Los debates sobre el Ediacarense parecen mostrar a veces una comprensible tendencia a incluir en el relato únicamente el elenco de actores presente en los fósiles, y que por lo tanto vivían en el fondo marino. A menudo me pregunto si, con relación a la evolución del comportamiento y la interacción entre los animales, la escena del fondo marino no es más que la punta de un iceberg, y que mucho de lo que importa tuvo lugar en la columna de agua, con animales que dejaron pocas trazas o ninguna. Si esto es así, es difícil descubrir cómo podrían encontrarse las piezas del rompecabezas que faltan.

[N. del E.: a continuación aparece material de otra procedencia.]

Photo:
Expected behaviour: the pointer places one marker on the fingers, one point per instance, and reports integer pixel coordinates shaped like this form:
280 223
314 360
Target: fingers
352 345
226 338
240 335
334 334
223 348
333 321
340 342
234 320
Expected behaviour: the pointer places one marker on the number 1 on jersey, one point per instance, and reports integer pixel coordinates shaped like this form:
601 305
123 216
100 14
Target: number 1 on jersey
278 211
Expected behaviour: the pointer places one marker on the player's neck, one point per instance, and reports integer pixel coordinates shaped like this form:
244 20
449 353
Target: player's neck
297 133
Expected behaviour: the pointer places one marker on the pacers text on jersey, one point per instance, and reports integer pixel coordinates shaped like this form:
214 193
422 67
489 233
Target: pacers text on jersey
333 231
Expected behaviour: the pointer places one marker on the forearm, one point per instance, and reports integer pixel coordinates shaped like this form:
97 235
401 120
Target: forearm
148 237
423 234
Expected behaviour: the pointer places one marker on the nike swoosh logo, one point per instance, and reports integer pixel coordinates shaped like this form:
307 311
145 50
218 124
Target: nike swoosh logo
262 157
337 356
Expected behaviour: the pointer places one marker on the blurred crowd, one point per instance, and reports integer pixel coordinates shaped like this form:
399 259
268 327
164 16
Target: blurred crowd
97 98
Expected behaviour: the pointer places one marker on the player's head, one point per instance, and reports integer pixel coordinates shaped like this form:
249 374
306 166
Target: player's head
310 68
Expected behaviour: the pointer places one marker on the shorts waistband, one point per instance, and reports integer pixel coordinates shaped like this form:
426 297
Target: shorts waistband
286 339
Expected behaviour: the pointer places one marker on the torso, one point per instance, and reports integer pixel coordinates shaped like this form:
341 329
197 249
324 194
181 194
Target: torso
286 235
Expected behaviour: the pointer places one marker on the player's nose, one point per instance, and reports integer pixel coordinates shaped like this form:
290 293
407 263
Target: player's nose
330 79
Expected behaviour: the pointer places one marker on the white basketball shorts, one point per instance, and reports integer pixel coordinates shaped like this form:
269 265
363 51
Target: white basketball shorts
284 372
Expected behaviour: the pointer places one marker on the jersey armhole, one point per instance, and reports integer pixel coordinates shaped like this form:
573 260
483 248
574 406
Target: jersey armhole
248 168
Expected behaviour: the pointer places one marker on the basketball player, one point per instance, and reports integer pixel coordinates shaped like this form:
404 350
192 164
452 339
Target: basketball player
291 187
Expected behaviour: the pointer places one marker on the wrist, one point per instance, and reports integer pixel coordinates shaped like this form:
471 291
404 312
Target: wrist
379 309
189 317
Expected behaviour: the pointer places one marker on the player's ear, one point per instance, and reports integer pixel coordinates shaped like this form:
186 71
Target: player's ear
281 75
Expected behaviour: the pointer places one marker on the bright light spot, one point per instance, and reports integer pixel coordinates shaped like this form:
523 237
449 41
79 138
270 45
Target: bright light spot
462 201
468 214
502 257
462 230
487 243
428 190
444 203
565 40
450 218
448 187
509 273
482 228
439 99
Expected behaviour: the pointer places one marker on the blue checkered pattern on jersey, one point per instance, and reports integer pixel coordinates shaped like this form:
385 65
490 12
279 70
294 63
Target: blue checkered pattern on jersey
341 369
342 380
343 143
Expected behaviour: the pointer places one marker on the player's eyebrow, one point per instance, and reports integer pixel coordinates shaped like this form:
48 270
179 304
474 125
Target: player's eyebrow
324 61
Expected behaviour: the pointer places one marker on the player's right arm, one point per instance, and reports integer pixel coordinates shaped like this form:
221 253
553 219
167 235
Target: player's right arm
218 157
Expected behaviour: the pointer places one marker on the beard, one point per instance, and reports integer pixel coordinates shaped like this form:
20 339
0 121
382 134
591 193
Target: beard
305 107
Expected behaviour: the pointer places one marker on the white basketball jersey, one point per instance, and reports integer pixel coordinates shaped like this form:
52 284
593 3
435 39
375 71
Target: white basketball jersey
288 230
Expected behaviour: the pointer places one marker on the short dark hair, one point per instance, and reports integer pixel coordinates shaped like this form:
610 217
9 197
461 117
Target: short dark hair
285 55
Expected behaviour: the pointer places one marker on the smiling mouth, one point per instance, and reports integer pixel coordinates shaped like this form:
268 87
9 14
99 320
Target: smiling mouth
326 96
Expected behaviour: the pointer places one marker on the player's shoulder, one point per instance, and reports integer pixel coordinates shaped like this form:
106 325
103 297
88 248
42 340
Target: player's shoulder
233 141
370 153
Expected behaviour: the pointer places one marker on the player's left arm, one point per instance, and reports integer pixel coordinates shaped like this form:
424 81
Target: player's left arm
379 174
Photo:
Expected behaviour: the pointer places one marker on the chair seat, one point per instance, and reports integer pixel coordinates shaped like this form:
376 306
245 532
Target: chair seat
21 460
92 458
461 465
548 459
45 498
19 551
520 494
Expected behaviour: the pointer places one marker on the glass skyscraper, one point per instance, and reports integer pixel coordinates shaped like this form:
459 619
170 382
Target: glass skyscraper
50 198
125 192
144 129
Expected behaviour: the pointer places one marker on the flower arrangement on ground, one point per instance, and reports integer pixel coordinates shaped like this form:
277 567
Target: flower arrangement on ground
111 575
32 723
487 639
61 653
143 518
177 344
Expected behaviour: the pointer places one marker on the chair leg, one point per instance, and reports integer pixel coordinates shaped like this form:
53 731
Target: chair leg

Pero en biología evolutiva es notable la frecuencia con que lo aparentemente incognoscible se torna cognoscible, como resultado de un repentino avance técnico, una Dickinsonia momificada o una nueva idea teórica.
Estas conjeturas sobre una transición desde el nado al arrastre también saca a colación una fase que hasta ahora ha pasado inadvertida, aunque es un desarrollo digno de toda nuestra atención. Si miramos hacia atrás, a la niebla submarina de aquella época, uno de los hechos que tuvo enormes consecuencias posteriores fue la evolución de un nuevo tipo de cuerpo, el bilateral, es decir, simétrico bilateralmente. Se trata de cuerpos con un eje derecha-izquierda, así como un eje arriba-abajo. Nuestro cuerpo es bilateral, como lo es el cuerpo de las hormigas, los caracoles y los caballitos de mar. Tenemos brazos y piernas a cada lado, y también ojos y orejas; existe un emparejamiento derecha-izquierda de muchas de las partes del cuerpo. En la actualidad, la mayoría de los animales son bilaterales (sea como sea que se calcule esta «mayoría»). También lo son algunos animales antiguos: Kimberella, Spriggina y otros. Los cnidarios, como los corales y las medusas, no lo son, y tampoco los ctenóforos, las esponjas y los placozoos.
Esta forma corporal evolucionó antes de la fase del Mar Blanco del Ediacarense. Tuvo que ser en un momento tan temprano, porque alguna forma de este diseño tenía que estar a punto antes de las ramificaciones que enviaron a diferentes animales bilaterales a lo largo de sus variadas sendas, y hay al menos un puñado de bilaterales diferentes en el Mar Blanco. El último antepasado común entre nosotros y una mariposa, y también el último antepasado común entre nosotros y un pulpo, vivió hace al menos todo este tiempo.